Y en un momento de crisis, tal vez como la actual, la reina Isabel II
tuvo el rasgo de regalar al pueblo parte de sus posesiones. La prensa
del momento, la de su cuerda, alabó aquello hasta límites
insospechados: la reina era la generosidad hecha carne, etc, etc.
Pero, siempre hay un pero, un catedrático de historia, Emilio
Castelar, puso en solfa el susodicho rasgo: la reina, vino a decir,
le estaba regalando al pueblo, ciudadanía hoy en día, lo que era
suyo. El patrimonio nacional no es de la monarquía, es del pueblo
que la sustenta. El catedrático fue suspendido de empleo y sueldo, y
se montó la famosa noche de san Daniel, con sus huelgas y algaradas.
-Me está usted contando la historia
de Roma, o parte de ella, con otros protagonistas.
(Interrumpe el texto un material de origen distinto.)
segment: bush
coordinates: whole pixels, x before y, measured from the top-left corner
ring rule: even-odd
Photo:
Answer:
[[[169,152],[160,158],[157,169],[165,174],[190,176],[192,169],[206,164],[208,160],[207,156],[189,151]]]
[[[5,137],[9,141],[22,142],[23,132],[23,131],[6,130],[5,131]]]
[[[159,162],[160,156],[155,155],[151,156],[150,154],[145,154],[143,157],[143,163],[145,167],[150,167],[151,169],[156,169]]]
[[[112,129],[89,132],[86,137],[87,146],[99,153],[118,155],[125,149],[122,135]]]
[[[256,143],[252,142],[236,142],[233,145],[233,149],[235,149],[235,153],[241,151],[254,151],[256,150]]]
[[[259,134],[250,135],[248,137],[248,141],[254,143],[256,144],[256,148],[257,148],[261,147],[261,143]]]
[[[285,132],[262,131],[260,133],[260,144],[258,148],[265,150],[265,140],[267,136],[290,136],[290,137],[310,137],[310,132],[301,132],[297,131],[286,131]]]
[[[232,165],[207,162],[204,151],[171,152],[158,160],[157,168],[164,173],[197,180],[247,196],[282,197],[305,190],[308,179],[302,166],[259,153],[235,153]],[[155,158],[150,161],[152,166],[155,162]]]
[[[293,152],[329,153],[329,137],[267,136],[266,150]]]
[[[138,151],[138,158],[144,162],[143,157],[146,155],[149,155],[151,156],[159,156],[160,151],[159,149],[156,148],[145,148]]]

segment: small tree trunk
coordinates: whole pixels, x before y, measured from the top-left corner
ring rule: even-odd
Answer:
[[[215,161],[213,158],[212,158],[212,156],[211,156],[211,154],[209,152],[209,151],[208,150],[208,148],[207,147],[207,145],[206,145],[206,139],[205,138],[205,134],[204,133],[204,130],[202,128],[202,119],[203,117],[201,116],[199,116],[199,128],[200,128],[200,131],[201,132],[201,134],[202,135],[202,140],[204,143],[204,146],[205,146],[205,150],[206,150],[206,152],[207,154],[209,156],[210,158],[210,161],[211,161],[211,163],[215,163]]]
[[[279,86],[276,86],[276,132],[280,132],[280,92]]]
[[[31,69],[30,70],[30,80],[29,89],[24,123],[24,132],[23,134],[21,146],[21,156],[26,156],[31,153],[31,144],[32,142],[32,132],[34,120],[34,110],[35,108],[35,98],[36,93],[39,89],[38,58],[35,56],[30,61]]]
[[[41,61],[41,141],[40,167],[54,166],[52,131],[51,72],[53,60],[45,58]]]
-Nada nuevo bajo el sol. Pero no es
aquí donde yo quería llegar.
Doña Paquita guardó silencio
durante unos segundos. Quedó cabizbaja y meditabunda. Aproveché
para ir a la máquina a por un par de cafés descafeínados y
endulzados con sacarina. El tiempo no perdona nada. Me sonrió cuando
se lo alargué.
-Nuestras conversaciones, querido
amigo -me dijo- siempre son impredecibles. Siempre terminamos
hablando de algo distinto a lo que tenía en mente.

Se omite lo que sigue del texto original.